Ferner werden Übermittlungspflichten von der Bundesregierung nicht aufgehoben, was Frauen, die illegalisiert werden, Frauen ohne Papiere in Deutschland betrifft. Mit der Aufhebung könnte man diesen Frauen helfen, sich in die Gesellschaft zu integrieren. Im Zusammenhang mit der Diskussion über Zwangsverheiratung und Zwangsehen haben Sie durch die Novellierung des Zuwanderungsgesetzes den Ehegattennachzug erschwert. Sie konnten aber bisher nicht einen Fall benennen, wo Sie die Zwangsverheiratung bzw. die Zwangsehe verhindert hätten. Ich möchte an die Sachverständigenanhörung im Familienausschuss erinnern, wo zum Beispiel gesagt wurde: Was die Frauen brauchen, ist ein Rückkehrrecht. – All das wurde von der Bundesregierung bisher nicht umgesetzt. Wenn Sie etwas für die Frauen tun wollen, bitte ich Sie, dies zu tun.

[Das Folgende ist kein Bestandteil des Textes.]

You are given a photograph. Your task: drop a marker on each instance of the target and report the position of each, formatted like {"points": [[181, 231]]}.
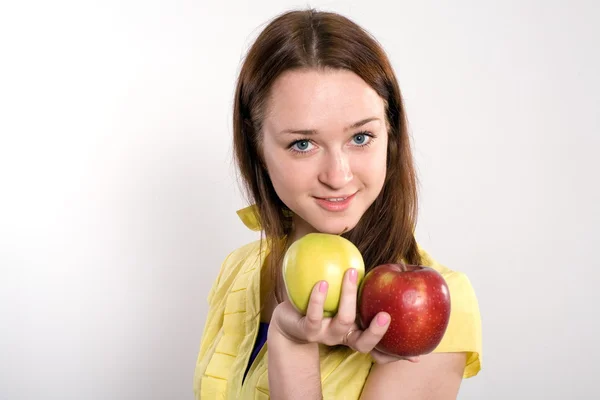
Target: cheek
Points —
{"points": [[287, 177], [373, 166]]}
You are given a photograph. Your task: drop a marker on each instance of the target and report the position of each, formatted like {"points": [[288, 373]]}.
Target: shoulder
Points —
{"points": [[463, 334], [233, 264]]}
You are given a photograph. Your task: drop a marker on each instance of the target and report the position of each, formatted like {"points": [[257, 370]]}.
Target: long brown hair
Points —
{"points": [[303, 39]]}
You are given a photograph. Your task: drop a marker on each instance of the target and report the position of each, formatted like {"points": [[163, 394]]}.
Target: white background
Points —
{"points": [[118, 195]]}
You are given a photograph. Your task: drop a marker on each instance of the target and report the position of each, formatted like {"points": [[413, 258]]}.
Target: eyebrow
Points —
{"points": [[312, 131]]}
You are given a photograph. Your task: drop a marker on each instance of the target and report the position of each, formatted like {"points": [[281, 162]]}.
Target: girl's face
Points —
{"points": [[325, 146]]}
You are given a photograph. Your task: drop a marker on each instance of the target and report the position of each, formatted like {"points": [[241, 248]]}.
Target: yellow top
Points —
{"points": [[233, 319]]}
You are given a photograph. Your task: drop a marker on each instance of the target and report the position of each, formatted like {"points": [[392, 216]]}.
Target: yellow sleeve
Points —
{"points": [[464, 328]]}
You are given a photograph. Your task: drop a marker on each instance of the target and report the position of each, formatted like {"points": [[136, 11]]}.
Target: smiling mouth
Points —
{"points": [[336, 199], [335, 204]]}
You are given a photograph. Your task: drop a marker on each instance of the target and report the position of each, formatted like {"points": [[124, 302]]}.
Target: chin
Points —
{"points": [[335, 227]]}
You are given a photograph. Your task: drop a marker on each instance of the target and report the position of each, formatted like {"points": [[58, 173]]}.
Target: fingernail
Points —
{"points": [[353, 275], [323, 287], [382, 319]]}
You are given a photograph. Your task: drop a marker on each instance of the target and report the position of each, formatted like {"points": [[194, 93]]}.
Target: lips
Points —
{"points": [[335, 203]]}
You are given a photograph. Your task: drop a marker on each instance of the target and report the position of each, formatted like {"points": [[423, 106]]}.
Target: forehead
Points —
{"points": [[318, 99]]}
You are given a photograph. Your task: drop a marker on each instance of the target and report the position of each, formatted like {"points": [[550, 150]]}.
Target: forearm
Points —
{"points": [[294, 369]]}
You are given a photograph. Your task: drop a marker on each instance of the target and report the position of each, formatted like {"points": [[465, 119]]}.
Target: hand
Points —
{"points": [[340, 329]]}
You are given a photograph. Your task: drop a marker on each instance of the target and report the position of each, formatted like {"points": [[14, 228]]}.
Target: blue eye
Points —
{"points": [[301, 146], [362, 139]]}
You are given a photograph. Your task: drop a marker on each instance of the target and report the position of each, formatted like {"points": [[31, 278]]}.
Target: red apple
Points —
{"points": [[418, 300]]}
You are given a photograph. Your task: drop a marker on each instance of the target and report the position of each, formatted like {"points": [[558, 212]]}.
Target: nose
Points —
{"points": [[335, 171]]}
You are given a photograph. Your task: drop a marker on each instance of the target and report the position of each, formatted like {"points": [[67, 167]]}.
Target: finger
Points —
{"points": [[314, 312], [346, 314], [369, 338]]}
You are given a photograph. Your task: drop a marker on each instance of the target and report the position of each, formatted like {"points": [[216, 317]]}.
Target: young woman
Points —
{"points": [[321, 142]]}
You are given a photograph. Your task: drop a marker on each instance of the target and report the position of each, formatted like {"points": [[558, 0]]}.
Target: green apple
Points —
{"points": [[316, 257]]}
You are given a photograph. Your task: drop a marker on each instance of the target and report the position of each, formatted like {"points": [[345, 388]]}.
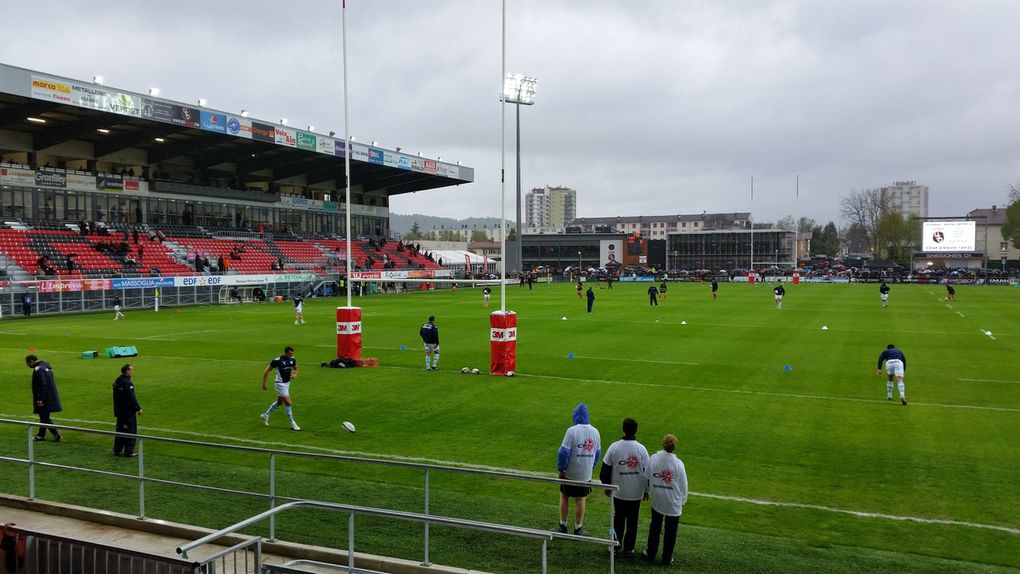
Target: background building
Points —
{"points": [[550, 207], [659, 226], [907, 198]]}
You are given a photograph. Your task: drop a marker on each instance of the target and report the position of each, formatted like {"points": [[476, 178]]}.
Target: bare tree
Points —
{"points": [[863, 209]]}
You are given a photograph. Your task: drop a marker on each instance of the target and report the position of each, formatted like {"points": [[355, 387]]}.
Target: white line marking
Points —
{"points": [[989, 380], [757, 502], [165, 334], [614, 359], [768, 394]]}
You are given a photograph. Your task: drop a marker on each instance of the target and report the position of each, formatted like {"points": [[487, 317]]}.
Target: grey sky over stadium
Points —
{"points": [[645, 107]]}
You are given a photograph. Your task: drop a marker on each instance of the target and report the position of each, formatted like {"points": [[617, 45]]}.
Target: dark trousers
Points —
{"points": [[44, 417], [123, 445], [669, 539], [625, 522]]}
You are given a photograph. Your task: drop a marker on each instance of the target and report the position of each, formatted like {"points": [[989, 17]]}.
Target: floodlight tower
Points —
{"points": [[518, 90]]}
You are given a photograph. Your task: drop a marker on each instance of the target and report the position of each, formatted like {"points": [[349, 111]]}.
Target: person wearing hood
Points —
{"points": [[624, 466], [577, 456], [45, 399]]}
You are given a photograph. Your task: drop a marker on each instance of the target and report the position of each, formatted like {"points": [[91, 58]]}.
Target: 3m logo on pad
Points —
{"points": [[503, 334], [349, 328]]}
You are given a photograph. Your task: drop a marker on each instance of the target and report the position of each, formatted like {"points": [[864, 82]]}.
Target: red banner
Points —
{"points": [[503, 343], [349, 332]]}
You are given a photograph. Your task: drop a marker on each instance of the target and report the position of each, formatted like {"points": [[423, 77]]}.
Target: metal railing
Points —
{"points": [[273, 499], [353, 511]]}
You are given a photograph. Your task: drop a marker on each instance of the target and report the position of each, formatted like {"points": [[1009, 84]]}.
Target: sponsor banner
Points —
{"points": [[610, 252], [142, 282], [325, 145], [109, 184], [240, 126], [153, 109], [286, 137], [306, 141], [411, 274], [73, 285], [263, 133], [212, 121], [17, 176], [53, 90], [949, 236], [80, 183], [359, 152]]}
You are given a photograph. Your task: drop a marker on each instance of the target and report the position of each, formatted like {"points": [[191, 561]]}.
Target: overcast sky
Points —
{"points": [[644, 106]]}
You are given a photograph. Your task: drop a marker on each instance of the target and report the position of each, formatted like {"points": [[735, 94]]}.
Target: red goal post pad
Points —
{"points": [[502, 342], [349, 332]]}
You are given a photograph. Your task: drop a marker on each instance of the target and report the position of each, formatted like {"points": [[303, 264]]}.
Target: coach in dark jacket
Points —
{"points": [[126, 409], [45, 399]]}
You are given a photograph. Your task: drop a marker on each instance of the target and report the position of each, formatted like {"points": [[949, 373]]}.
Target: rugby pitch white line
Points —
{"points": [[421, 460], [989, 380]]}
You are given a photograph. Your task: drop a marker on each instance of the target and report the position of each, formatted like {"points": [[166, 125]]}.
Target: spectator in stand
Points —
{"points": [[667, 486], [624, 466], [44, 396]]}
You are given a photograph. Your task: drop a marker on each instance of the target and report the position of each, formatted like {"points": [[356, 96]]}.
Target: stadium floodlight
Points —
{"points": [[519, 90]]}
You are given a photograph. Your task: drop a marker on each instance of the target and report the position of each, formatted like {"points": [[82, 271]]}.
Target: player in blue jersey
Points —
{"points": [[287, 370], [896, 366]]}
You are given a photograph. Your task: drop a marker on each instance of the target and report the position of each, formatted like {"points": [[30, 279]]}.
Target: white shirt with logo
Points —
{"points": [[628, 460], [667, 483], [583, 442]]}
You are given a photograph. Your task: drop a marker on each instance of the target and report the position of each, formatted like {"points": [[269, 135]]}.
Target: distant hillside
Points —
{"points": [[402, 223]]}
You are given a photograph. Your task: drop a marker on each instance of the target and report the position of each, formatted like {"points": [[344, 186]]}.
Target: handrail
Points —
{"points": [[340, 458], [367, 511]]}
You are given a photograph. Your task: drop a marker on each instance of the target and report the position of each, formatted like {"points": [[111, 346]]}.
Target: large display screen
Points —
{"points": [[949, 236]]}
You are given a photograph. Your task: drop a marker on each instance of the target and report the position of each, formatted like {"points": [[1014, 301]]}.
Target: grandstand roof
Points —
{"points": [[216, 141]]}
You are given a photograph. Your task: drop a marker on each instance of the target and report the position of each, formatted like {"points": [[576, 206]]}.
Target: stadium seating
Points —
{"points": [[97, 256]]}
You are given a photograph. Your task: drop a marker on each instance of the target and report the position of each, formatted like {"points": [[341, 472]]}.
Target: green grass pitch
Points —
{"points": [[806, 469]]}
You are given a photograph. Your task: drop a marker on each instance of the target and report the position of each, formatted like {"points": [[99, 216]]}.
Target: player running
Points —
{"points": [[287, 370], [778, 292], [896, 365]]}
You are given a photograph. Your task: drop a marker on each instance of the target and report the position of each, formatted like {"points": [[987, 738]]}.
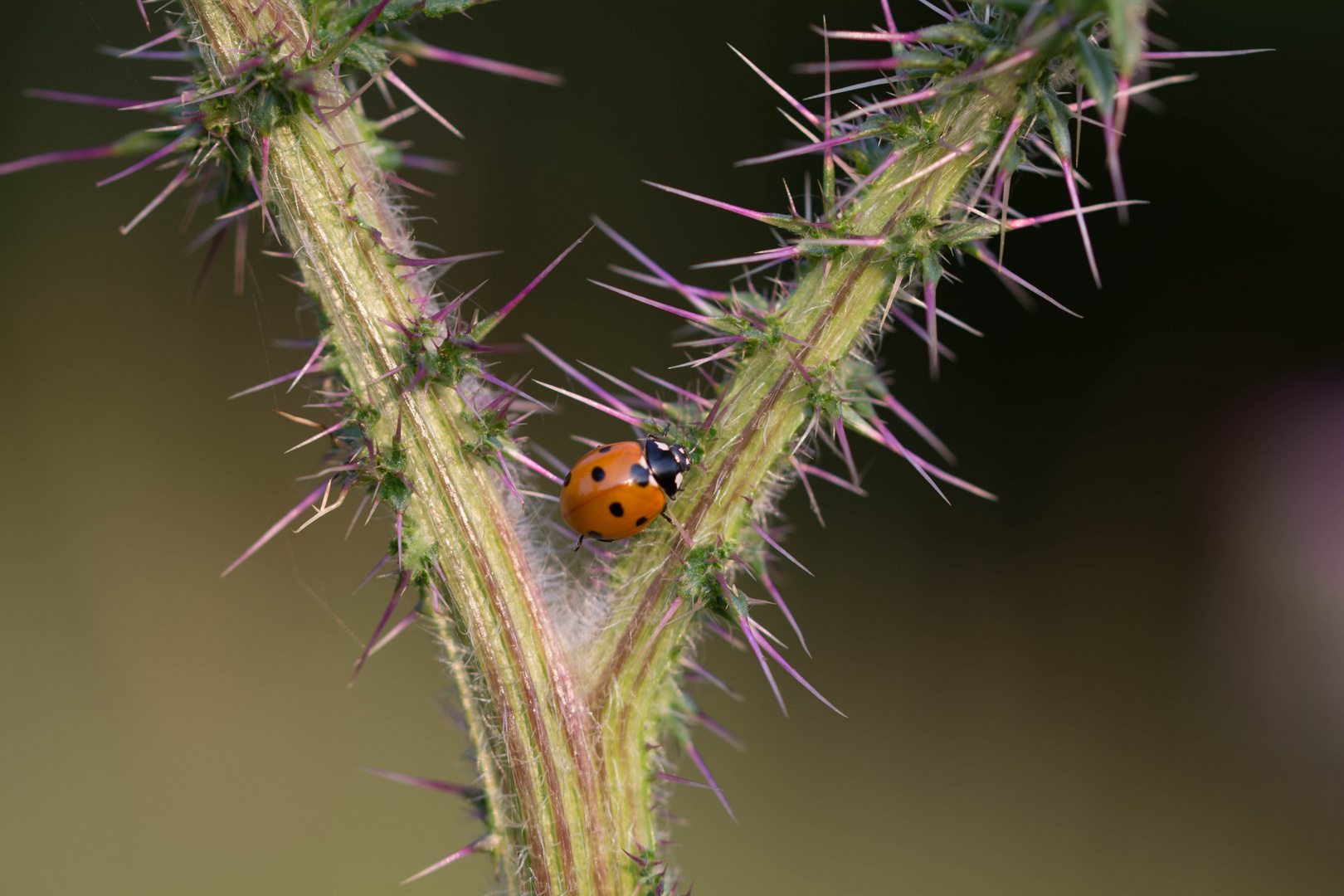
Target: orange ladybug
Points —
{"points": [[615, 490]]}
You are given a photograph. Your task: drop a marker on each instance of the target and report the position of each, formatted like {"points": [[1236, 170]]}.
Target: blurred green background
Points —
{"points": [[1124, 677]]}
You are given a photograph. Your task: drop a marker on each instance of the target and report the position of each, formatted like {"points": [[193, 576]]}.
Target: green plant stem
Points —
{"points": [[758, 426], [526, 718]]}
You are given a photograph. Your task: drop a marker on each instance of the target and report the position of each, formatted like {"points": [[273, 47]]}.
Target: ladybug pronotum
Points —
{"points": [[615, 490]]}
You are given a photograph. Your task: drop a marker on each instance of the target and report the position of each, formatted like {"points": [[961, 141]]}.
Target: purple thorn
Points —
{"points": [[261, 201], [410, 95], [874, 37], [913, 422], [650, 399], [676, 779], [358, 30], [921, 332], [468, 61], [686, 394], [845, 446], [711, 295], [899, 61], [387, 614], [1018, 223], [475, 846], [533, 465], [153, 203], [930, 327], [1203, 54], [396, 631], [399, 563], [776, 546], [152, 56], [312, 360], [979, 253], [713, 679], [806, 486], [502, 314], [511, 388], [261, 386], [895, 155], [919, 95], [737, 210], [784, 607], [774, 655], [723, 733], [82, 99], [397, 179], [821, 145], [769, 256], [665, 622], [163, 38], [1137, 89], [449, 260], [427, 163], [702, 343], [707, 359], [806, 113], [689, 293], [280, 524], [1071, 186], [745, 624], [832, 479], [587, 383], [429, 783], [54, 158], [152, 158], [509, 480], [723, 633], [894, 444], [374, 571], [689, 316], [327, 431], [761, 629], [704, 770]]}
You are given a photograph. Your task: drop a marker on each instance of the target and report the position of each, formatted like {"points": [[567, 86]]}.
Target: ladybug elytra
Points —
{"points": [[615, 490]]}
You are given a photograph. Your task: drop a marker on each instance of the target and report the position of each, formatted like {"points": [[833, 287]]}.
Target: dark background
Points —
{"points": [[1124, 677]]}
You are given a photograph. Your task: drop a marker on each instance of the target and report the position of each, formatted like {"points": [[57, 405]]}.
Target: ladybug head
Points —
{"points": [[667, 462]]}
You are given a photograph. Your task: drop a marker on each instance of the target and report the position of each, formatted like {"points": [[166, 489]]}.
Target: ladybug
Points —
{"points": [[615, 490]]}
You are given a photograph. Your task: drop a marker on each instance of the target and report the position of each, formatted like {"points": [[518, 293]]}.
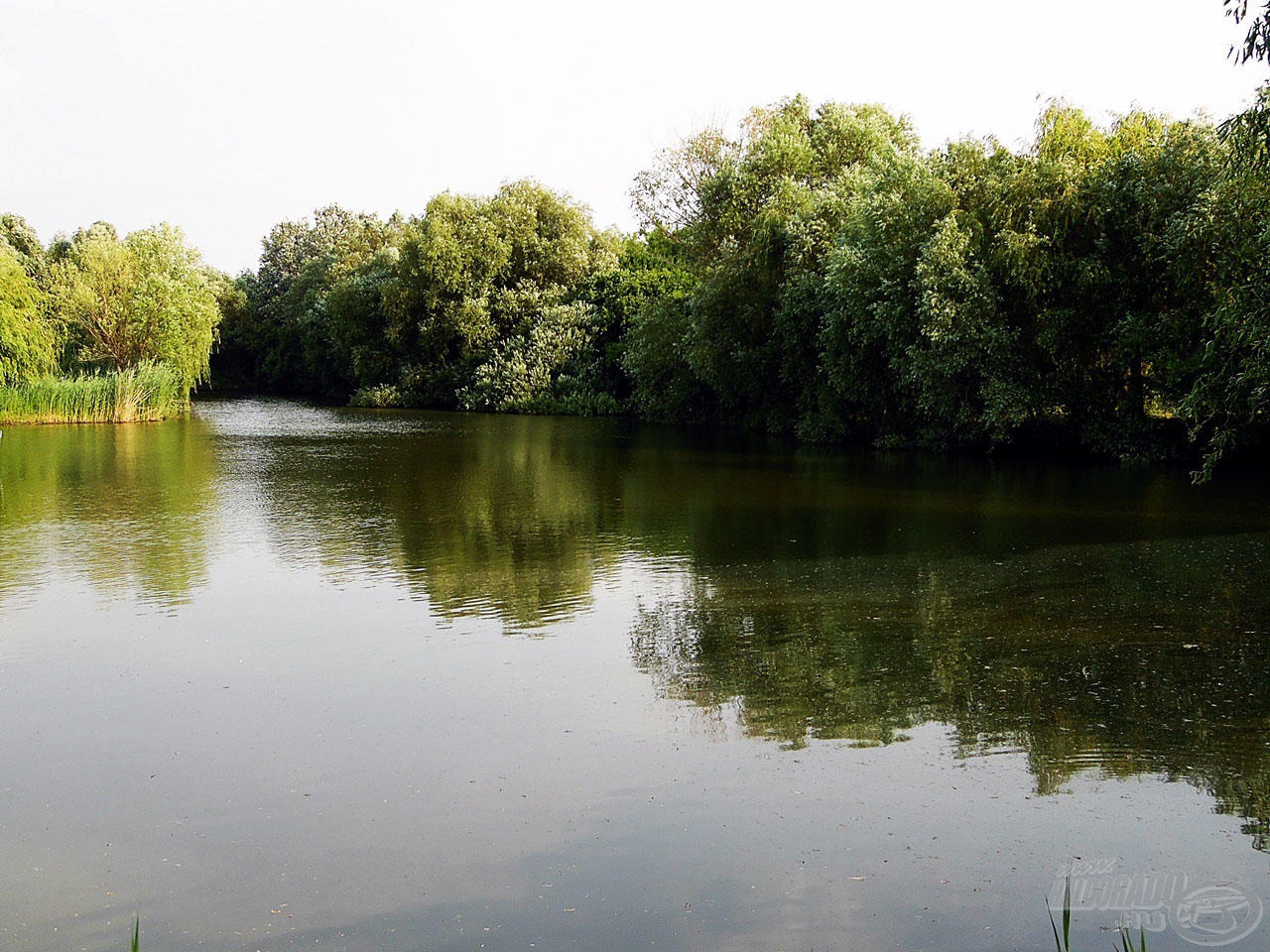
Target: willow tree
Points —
{"points": [[148, 298], [27, 339]]}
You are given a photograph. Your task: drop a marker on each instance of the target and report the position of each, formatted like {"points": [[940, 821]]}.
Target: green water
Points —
{"points": [[281, 676]]}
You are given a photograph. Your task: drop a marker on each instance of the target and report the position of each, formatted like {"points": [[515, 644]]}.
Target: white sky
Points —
{"points": [[227, 117]]}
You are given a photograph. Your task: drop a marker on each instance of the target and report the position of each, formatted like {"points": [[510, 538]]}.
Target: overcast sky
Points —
{"points": [[227, 117]]}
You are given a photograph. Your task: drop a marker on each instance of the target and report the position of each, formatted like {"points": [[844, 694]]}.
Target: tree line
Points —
{"points": [[817, 275], [94, 302]]}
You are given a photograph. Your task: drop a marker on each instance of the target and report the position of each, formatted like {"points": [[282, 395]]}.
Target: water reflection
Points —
{"points": [[126, 507], [1130, 657], [1106, 620], [490, 517]]}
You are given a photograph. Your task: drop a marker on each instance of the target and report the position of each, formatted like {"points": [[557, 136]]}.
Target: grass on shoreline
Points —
{"points": [[149, 391]]}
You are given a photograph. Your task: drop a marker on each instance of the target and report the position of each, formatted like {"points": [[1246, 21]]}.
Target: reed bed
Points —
{"points": [[149, 391]]}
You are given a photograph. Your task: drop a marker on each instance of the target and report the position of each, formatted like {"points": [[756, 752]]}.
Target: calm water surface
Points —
{"points": [[284, 678]]}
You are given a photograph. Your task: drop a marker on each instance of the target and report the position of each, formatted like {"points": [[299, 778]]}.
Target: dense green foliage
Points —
{"points": [[816, 275], [96, 327]]}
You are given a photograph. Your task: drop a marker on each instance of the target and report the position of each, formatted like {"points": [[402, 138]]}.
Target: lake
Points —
{"points": [[281, 676]]}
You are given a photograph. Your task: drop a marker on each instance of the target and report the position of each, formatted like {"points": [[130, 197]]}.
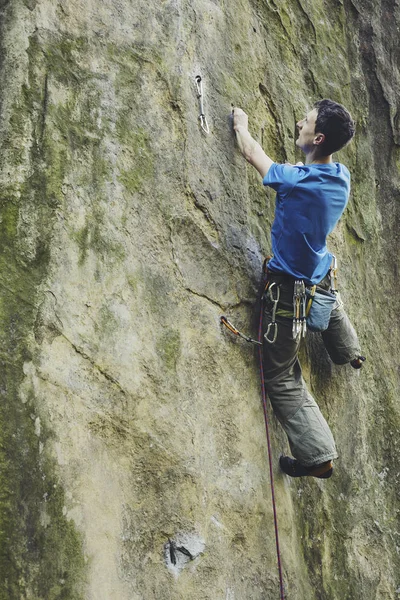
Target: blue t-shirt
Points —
{"points": [[310, 200]]}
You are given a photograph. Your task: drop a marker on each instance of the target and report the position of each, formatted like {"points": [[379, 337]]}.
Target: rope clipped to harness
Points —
{"points": [[259, 343]]}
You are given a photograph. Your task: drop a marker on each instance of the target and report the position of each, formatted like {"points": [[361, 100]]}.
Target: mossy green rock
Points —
{"points": [[131, 426]]}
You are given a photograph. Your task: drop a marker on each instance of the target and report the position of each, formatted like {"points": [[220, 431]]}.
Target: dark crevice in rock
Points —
{"points": [[84, 355]]}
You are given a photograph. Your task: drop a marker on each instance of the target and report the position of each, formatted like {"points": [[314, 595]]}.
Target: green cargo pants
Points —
{"points": [[310, 438]]}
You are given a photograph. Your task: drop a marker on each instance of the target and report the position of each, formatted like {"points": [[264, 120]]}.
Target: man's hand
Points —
{"points": [[250, 149]]}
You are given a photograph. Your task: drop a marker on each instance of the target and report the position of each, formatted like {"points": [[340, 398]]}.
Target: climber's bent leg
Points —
{"points": [[340, 338], [310, 438]]}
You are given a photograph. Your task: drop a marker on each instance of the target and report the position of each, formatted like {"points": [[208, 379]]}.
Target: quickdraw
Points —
{"points": [[272, 328], [233, 329], [299, 309], [202, 116]]}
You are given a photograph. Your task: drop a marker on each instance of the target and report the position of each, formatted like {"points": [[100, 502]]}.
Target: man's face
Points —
{"points": [[306, 127]]}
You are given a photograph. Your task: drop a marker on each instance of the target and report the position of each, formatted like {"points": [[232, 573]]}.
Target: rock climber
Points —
{"points": [[310, 199]]}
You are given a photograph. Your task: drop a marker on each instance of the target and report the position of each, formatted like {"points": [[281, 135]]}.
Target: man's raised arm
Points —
{"points": [[248, 146]]}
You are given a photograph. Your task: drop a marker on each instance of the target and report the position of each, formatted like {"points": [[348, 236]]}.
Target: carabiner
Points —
{"points": [[273, 326], [202, 116]]}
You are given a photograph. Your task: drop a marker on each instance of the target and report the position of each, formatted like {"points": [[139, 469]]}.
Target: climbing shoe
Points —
{"points": [[293, 468], [356, 363]]}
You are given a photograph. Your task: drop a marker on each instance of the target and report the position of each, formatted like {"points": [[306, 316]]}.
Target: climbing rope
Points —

Die Fakten und die Konzepte liegen auf dem Tisch.

(Beifall des Abg. Josef Philip Winkler [BÜNDNIS 90/DIE GRÜNEN])

Bedauerlich ist auch – damit komme ich zum Schluss –, dass die Bundesregierung nur das tut, was sie in der Vorbemerkung geschrieben hat, nämlich: … die … zur Verfügung stehenden Kenntnisse über die Situation von Frauen mit Migrationshintergrund in der Bundesrepublik Deutschland im Rahmen der gestellten Fragen zusammenfassend darzustellen. Und so beschreibt sie eine desaströse soziale Situation von Migrantinnen. Doch die Zusammenhänge mit der eigenen Politik werden mit dem Deckmäntelchen des Verschweigens von Ursache und Wirkung verdeckt. Auf diese Weise sind wir von einer Lösung weit entfernt.